From Midwest Book Review

"Rich traditions, stories and artifacts are ways in which we learn about the history and culture various Native American tribes. A beautifully designed book co-authored by Ari Berk and Carolyn Dunn, "Coyote Speaks Wonders Of The Native American World", provides an overview of nearly fifty known tribes drawn from all regions of North America. As the authors simply state, stories carry traditions. However, traditions are not always simple and they are what defined each tribe as its own distinct people. Artfully designed with beautiful pictures, "Coyote Speaks" will show readers the meaning and role of certain animals and symbols, what shamans and medicine people do, and how the animal world, natural world and spirit world interact. This book encourages better understanding of Native American cultures in presenting through word and image some of the life ways and story-paths of America's first people.
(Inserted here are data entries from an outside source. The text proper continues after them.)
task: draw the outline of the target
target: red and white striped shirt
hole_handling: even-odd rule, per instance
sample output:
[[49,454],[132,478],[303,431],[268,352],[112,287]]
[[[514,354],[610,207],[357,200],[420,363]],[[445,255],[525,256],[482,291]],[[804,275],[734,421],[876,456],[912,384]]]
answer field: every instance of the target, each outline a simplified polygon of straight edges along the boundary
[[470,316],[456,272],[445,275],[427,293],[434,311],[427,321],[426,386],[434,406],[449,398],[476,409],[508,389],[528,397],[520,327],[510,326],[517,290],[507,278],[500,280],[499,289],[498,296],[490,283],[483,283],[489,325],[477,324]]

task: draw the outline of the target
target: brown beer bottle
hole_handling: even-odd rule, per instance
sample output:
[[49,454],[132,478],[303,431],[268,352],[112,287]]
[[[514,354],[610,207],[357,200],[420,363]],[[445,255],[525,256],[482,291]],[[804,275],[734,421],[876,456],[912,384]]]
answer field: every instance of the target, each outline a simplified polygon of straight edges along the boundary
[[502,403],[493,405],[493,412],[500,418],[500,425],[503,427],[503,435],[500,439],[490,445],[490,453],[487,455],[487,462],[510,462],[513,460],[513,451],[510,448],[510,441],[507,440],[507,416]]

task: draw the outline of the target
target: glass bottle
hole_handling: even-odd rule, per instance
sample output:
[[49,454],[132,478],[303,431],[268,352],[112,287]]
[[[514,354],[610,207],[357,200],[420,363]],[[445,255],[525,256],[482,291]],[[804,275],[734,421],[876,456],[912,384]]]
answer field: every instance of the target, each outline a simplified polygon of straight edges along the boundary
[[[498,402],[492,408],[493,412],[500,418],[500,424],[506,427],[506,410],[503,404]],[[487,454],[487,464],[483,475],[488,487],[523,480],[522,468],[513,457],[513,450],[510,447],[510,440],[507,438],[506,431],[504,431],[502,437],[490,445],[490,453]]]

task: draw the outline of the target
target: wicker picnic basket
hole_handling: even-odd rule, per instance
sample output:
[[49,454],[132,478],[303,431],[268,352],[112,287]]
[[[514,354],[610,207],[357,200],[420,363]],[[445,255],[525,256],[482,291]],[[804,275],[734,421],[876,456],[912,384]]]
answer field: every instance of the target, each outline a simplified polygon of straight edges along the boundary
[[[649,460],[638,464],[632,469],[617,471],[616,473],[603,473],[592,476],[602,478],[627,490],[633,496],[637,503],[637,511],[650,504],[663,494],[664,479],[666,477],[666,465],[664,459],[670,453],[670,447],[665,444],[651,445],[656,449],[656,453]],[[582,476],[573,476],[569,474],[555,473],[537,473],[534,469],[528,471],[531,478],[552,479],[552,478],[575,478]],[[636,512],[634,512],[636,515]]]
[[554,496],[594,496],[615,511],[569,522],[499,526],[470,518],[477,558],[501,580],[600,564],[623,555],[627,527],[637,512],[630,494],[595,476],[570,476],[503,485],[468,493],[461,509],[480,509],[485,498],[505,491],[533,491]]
Rich in design and ease of text, as well as profusely illustrated throughout, "Coyote Speaks Wonders Of The Native American World" is for young readers to adults and is very highly recommended for school and community library Native American reference collections and supplemental reading lists."

A Few Words From the Author

I began this book when I was a graduate student working with my mentor, N.Scott Momaday. Scott was, from the beginning, very supportive of my work on this book. But as the book neared completion, life took over. There was a dissertation to be finished, a move back East, a new life to begin. So the book kept its own company for a while. 

It wasn't until I met Carolyn Dunn, that I began to think about this book again, about what it might become. Carolyn is an extraordinary poet and writer, and she and I went back into the text, adding stories, original poems, images of art and artifact. 

The stories are mostly retellings of Native American myths and legends. Many of these stories come from older collections, texts that had lost their connection with the orality of their first tellings. Our goals were simply to make these stories available to young readers, and in a way that might suggest something more of their original oral form. We also wanted to show that these stories are not merely museum pieces, that they are part of living cultures. We wanted to show that stories are dynamic, always changing, always moving. 

I am especially pleased with the chapter we wrote together on the Los Angeles river. Both Carolyn and I were born along this river. The last story in the book speaks to this, and to the enduring spirit of place, even in a land dominated by concrete and endless boulevards.